Q. My community organic garden receives compost that has always seemed really excellent. But I made the mistake of asking what went into it, and learned that some of the raw ingredients were leftovers from a large university food service. I know that they're not serving organic food, so I have to assume that some of the ingredients include GMOs (genetically modified organisms).
It's my understanding that at least some herbicides and chemical pesticides can break down into harmless substances during the composting process. Is the same true for GMOs? Are they rendered inert? My concern is that the modified genetic material could be transferred to bacteria in the soil and then into our edible plants. Am I totally off the mark with my concerns?
One reason I've become so suspicious was a supposedly organic fertilizer I found in the garden center of a 'big box store' whose list of ingredients included chicken litter. I knew that the chickens probably weren't raised organically, and that their feed would likely contain GMO corn—so I decided to err on the side of caution and not purchase the fertilizer. Then I learned about the problems with arsenic in chicken litter and was really glad I passed! Any insight you could shed on the risks of using compost that might contain GMOs would be appreciated.
---Margaret in State College, PA
A. Issues surrounding the raw materials that go into compost have been around for decades. Cow manure sourced from factory farms, for instance, would be expected to contain resides of antibiotics and growth hormones. And as you wisely note, arsenic when chickens are involved. It's a really serious problem; the USDA found so much arsenic in some American rice that had been fertilized with chicken litter that it issued an advisory warning people to limit consumption of rice that had been grown in certain states. (Where is the arsenic coming from, you ask? In this Brave New World of ours, so-called 'conventional' farmers add arsenic to chicken feed because it apparently strengthens the shells of the eggs.)
And there's a different concern with horse manure. Horses aren't over-medicated or fed poison like animals raised for consumption, but—as we have been warning recently—if horses graze on fields where a 'persistent herbicide' was used, their manure will contain some of the herbicide. And these herbicides are SO persistent that the composted manure of affected horses has killed plants. So here's a case where we know that the composting process didn't make an herbicide inert.
(Late addition! Bill Quarles of the BIRC just told me that this also happens with COW manure.) Yikes! Stop the world; I want to get off!
Now we'll speak directly to your concerns. Most of the non-organic corn and soybeans grown in the US have been genetically modified to tolerate applications of the herbicide known as "Roundup" so massive they would kill normal versions of those crops. Roundup is a systemic herbicide, meaning it is taken up through the root systems of these plants and into the actual corn and soybeans. So I personally worry more about eating 'conventional' corn chips or tofu, as some of the corn and soybeans used to make these products have been found to contain as much as 13 parts per million of the herbicide. (That may not sound like a lot, but it is a significant amount. And it's the maximum amount allowed by Federal law.)
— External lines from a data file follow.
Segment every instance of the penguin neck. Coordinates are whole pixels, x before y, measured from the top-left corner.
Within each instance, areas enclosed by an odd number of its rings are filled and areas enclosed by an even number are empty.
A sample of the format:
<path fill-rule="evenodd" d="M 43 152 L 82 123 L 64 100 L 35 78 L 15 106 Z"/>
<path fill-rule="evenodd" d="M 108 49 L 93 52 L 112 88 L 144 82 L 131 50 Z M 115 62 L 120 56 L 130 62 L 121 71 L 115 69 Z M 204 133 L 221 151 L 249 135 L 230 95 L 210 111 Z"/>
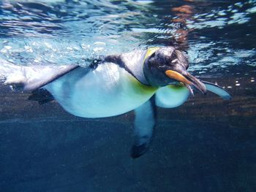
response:
<path fill-rule="evenodd" d="M 145 60 L 156 52 L 159 47 L 150 47 L 143 50 L 135 50 L 121 55 L 121 58 L 128 71 L 141 83 L 151 85 L 144 74 Z"/>

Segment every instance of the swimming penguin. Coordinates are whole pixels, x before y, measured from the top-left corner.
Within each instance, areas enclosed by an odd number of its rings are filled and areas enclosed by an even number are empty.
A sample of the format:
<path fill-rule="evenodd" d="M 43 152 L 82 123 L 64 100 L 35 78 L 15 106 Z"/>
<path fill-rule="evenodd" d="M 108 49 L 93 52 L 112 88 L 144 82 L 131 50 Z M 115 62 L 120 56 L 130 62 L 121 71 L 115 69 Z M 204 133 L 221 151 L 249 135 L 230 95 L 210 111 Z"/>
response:
<path fill-rule="evenodd" d="M 31 92 L 29 99 L 41 104 L 56 99 L 65 110 L 83 118 L 110 117 L 135 110 L 132 158 L 148 149 L 156 124 L 156 106 L 178 107 L 194 89 L 231 98 L 222 88 L 190 74 L 186 54 L 171 46 L 102 57 L 86 68 L 19 67 L 18 77 L 7 77 L 5 84 Z"/>

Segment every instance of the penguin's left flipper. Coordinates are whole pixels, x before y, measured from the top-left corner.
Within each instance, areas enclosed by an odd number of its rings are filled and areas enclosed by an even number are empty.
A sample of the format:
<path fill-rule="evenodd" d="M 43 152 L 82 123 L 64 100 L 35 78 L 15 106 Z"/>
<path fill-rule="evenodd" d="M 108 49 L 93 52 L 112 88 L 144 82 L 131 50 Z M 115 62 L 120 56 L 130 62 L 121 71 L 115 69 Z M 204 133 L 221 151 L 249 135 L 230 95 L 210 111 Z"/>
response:
<path fill-rule="evenodd" d="M 135 142 L 131 150 L 133 158 L 141 156 L 148 149 L 156 125 L 154 98 L 135 109 Z"/>
<path fill-rule="evenodd" d="M 232 99 L 230 94 L 228 93 L 227 91 L 219 87 L 219 85 L 207 81 L 202 80 L 202 82 L 203 82 L 206 85 L 207 91 L 209 91 L 215 94 L 217 94 L 224 100 L 230 100 Z"/>

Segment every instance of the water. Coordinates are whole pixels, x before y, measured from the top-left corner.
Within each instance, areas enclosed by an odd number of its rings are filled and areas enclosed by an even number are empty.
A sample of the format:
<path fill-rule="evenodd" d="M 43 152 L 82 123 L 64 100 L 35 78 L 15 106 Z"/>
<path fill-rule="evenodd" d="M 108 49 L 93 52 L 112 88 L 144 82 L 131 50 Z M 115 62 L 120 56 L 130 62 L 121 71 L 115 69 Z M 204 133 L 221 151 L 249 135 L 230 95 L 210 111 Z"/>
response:
<path fill-rule="evenodd" d="M 133 160 L 132 112 L 79 118 L 1 85 L 0 191 L 256 191 L 255 1 L 4 0 L 0 7 L 0 76 L 6 63 L 86 66 L 176 42 L 187 47 L 192 74 L 233 95 L 197 93 L 157 109 L 150 149 Z"/>

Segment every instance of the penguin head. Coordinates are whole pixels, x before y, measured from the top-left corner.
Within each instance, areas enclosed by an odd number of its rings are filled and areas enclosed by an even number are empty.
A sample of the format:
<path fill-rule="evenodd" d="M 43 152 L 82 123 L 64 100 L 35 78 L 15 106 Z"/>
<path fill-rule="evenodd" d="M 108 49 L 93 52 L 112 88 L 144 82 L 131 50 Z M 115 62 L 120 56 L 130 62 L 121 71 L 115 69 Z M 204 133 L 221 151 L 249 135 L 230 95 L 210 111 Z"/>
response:
<path fill-rule="evenodd" d="M 206 93 L 205 85 L 187 71 L 188 67 L 186 53 L 170 46 L 161 47 L 147 57 L 144 61 L 143 72 L 152 86 L 182 82 L 191 91 L 192 86 Z"/>

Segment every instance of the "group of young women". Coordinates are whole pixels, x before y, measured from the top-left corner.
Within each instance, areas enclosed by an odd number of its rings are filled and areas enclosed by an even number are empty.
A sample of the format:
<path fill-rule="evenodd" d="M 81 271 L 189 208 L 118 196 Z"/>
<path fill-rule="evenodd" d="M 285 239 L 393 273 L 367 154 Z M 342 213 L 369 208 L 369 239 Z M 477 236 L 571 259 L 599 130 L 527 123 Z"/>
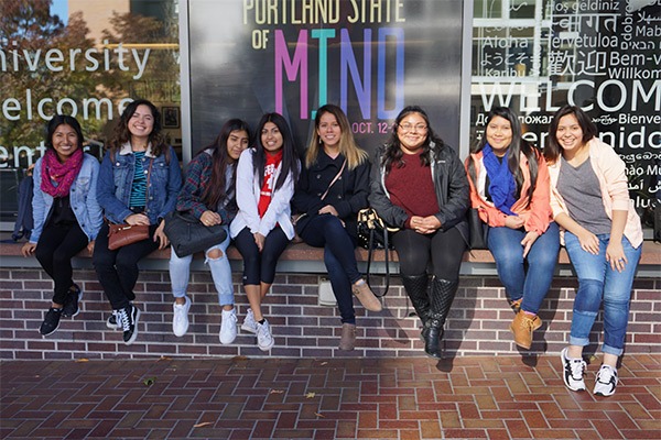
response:
<path fill-rule="evenodd" d="M 122 330 L 124 343 L 133 343 L 140 317 L 133 304 L 138 262 L 169 245 L 164 218 L 176 209 L 228 232 L 224 242 L 205 251 L 221 306 L 220 343 L 232 343 L 238 328 L 227 258 L 230 241 L 243 257 L 250 306 L 240 328 L 254 333 L 259 349 L 268 351 L 274 339 L 261 304 L 278 258 L 297 234 L 324 248 L 342 320 L 339 349 L 353 350 L 353 297 L 367 310 L 381 310 L 355 256 L 356 216 L 371 206 L 399 228 L 392 243 L 402 283 L 422 321 L 425 353 L 441 358 L 469 243 L 466 212 L 473 208 L 488 226 L 488 248 L 516 314 L 510 330 L 523 349 L 531 348 L 533 332 L 542 326 L 538 312 L 560 245 L 565 245 L 578 289 L 570 345 L 561 353 L 564 382 L 570 389 L 585 389 L 582 351 L 603 302 L 604 361 L 594 393 L 615 393 L 642 232 L 629 202 L 624 163 L 599 141 L 579 108 L 565 106 L 556 112 L 543 153 L 523 140 L 517 114 L 495 108 L 465 163 L 433 131 L 420 107 L 399 113 L 373 164 L 334 105 L 317 110 L 302 162 L 281 114 L 264 114 L 254 136 L 245 121 L 232 119 L 191 161 L 183 187 L 177 157 L 161 134 L 159 110 L 147 100 L 126 108 L 100 166 L 83 153 L 74 118 L 54 117 L 46 145 L 34 173 L 34 231 L 23 246 L 24 255 L 34 253 L 54 280 L 52 305 L 40 328 L 44 336 L 57 329 L 61 317 L 78 314 L 83 292 L 73 280 L 71 260 L 87 246 L 111 305 L 107 326 Z M 110 250 L 109 223 L 149 226 L 150 238 Z M 191 262 L 191 255 L 171 251 L 177 337 L 188 330 Z"/>

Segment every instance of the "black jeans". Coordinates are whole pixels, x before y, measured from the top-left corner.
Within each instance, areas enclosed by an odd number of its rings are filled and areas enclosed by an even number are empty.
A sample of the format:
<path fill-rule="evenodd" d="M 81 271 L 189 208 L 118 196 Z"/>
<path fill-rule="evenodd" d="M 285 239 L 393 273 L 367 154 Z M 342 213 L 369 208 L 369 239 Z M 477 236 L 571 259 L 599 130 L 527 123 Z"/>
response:
<path fill-rule="evenodd" d="M 259 252 L 254 235 L 250 229 L 243 228 L 235 238 L 235 245 L 243 257 L 243 285 L 259 286 L 260 283 L 273 284 L 278 258 L 290 240 L 279 226 L 275 226 L 264 240 L 264 248 Z"/>
<path fill-rule="evenodd" d="M 104 223 L 94 246 L 93 263 L 99 283 L 113 310 L 119 310 L 136 299 L 133 287 L 138 282 L 138 262 L 159 249 L 153 237 L 156 226 L 149 227 L 149 239 L 116 251 L 108 249 L 108 224 Z"/>
<path fill-rule="evenodd" d="M 342 322 L 356 323 L 351 285 L 362 277 L 356 263 L 356 243 L 342 221 L 332 215 L 316 216 L 301 232 L 305 243 L 324 248 L 324 263 L 337 299 Z"/>
<path fill-rule="evenodd" d="M 64 304 L 74 285 L 72 258 L 87 246 L 89 239 L 78 223 L 72 226 L 46 224 L 34 252 L 39 264 L 55 282 L 53 302 Z"/>
<path fill-rule="evenodd" d="M 456 228 L 449 228 L 447 231 L 440 229 L 431 234 L 404 229 L 394 233 L 392 244 L 399 256 L 402 275 L 423 275 L 431 261 L 436 278 L 459 278 L 466 242 Z"/>

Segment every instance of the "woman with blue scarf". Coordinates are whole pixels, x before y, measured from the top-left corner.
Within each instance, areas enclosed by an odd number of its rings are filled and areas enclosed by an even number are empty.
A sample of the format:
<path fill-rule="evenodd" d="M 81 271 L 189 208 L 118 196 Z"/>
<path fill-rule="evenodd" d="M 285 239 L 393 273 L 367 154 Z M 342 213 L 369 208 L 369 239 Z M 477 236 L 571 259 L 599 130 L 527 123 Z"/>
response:
<path fill-rule="evenodd" d="M 552 220 L 549 168 L 521 138 L 517 114 L 494 108 L 466 160 L 470 202 L 489 226 L 488 246 L 510 307 L 517 345 L 529 350 L 542 326 L 538 311 L 553 280 L 560 232 Z"/>

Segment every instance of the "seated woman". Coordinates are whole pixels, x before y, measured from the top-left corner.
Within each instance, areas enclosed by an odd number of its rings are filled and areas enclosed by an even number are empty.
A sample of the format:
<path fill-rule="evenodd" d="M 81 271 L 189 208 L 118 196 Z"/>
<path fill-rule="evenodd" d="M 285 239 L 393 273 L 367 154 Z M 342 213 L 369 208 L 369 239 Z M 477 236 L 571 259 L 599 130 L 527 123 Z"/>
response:
<path fill-rule="evenodd" d="M 275 278 L 275 265 L 294 238 L 290 201 L 300 163 L 286 120 L 264 114 L 257 127 L 257 145 L 241 153 L 237 167 L 239 212 L 229 227 L 243 257 L 243 288 L 250 302 L 241 329 L 257 334 L 257 345 L 275 343 L 261 302 Z"/>
<path fill-rule="evenodd" d="M 131 102 L 121 113 L 101 162 L 97 198 L 108 221 L 147 224 L 149 238 L 111 251 L 107 223 L 97 237 L 93 263 L 112 307 L 107 326 L 123 330 L 123 342 L 138 337 L 140 309 L 133 305 L 138 262 L 170 243 L 165 216 L 174 210 L 182 172 L 174 150 L 161 134 L 161 113 L 148 100 Z"/>
<path fill-rule="evenodd" d="M 292 200 L 302 212 L 296 232 L 305 243 L 324 248 L 324 262 L 342 317 L 340 350 L 354 350 L 356 312 L 351 292 L 372 311 L 381 304 L 358 272 L 356 263 L 356 215 L 367 207 L 368 155 L 356 145 L 342 109 L 321 107 L 305 154 L 305 167 Z"/>
<path fill-rule="evenodd" d="M 510 306 L 517 345 L 530 350 L 542 326 L 538 311 L 549 293 L 560 251 L 551 218 L 549 168 L 541 152 L 521 138 L 519 118 L 494 108 L 485 135 L 466 158 L 470 201 L 488 224 L 488 246 Z"/>
<path fill-rule="evenodd" d="M 187 211 L 207 227 L 221 224 L 227 239 L 205 251 L 206 263 L 218 292 L 223 308 L 220 319 L 220 343 L 232 343 L 237 337 L 237 314 L 234 307 L 231 268 L 227 258 L 229 223 L 236 216 L 236 162 L 248 147 L 248 124 L 240 119 L 230 119 L 220 129 L 216 141 L 202 150 L 188 164 L 184 186 L 176 200 L 178 211 Z M 170 254 L 170 280 L 174 295 L 172 331 L 183 337 L 188 331 L 191 298 L 186 296 L 191 278 L 193 255 L 178 256 L 174 249 Z"/>
<path fill-rule="evenodd" d="M 72 258 L 99 232 L 101 208 L 96 199 L 99 161 L 83 153 L 83 131 L 75 118 L 55 114 L 48 122 L 46 152 L 34 166 L 32 216 L 34 229 L 23 245 L 54 282 L 51 307 L 39 332 L 57 330 L 61 317 L 78 315 L 83 290 L 73 280 Z"/>
<path fill-rule="evenodd" d="M 549 141 L 544 155 L 551 175 L 551 208 L 578 277 L 570 345 L 560 354 L 562 376 L 567 388 L 585 391 L 583 348 L 589 344 L 604 302 L 604 360 L 593 393 L 610 396 L 617 386 L 631 285 L 642 252 L 640 217 L 629 199 L 625 163 L 599 140 L 583 110 L 573 106 L 557 110 Z"/>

Now, food waste is notoriously difficult to compost, especially "leftovers", which were often fried, salted, ketchuped, you name it. So I wouldn't be surprised if much of the food involved was actually 'raw'—wilted lettuce, apple cores, broccoli stalks and other things that get trashed as salads and such are prepared. So, since you've already been snooping around, I would suggest you snoop a little more; and specifically ask: a) what percentage of the raw ingredients was/is food; b) how much of the food was/is kitchen waste as opposed to tray scrapings; and c) how was it composted—with worms or some sort of advanced fermentation process? (You can't pile up lots of garbage in big open, outdoor systems; the vermin issues would be fast and furious.)
And commercially produced compost is supposed to be tested—so you should be able to get paperwork that shows the pH, nutrient content and any contaminants in the finished product.
But no matter what, your material is likely safer than compost made using factory farm manures or suspicious horse manure. Or grass clippings from a chemically treated lawn, which have also been shown to produce 'killer compost'. Or…
You get the idea. This is a dicey issue in a dicey world, and unfortunately, there is some weed killer in virtually every bite of "conventionally grown" corn and soy. (That unfortunate reality made me give up one of my favorite snack foods, which was otherwise great—high in fiber and low in salt and fat. But Mrs. McGrath's Little Baby Boy ain't be eatin' no Roundup.)
I suspect your compost is safe, perhaps wonderful. But you should always ask to see the paperwork with mass-produced compost. And give every new batch 'the duck test'—if it looks like good compost, smells like good compost and feels like good compost, it should be good compost. And finally: plant some bean and/or tomato seeds in the suspect compost (in a pot; BEFORE you spread or otherwise use the bulk of it); those plants are especially sensitive to these herbicide residues.
And if the paperwork is sketchy, the test plants don't thrive and/or the material doesn't seem quite ducky enough, don't use it. Instead buy one of the many high-quality, premium bagged composts or make your own; the tree leaves that are essential to great personal compost making are about to fall---all you have to do is shred them. You'll find lots more details on how to do so in our many previous composting articles—just mouse on over to the letter C!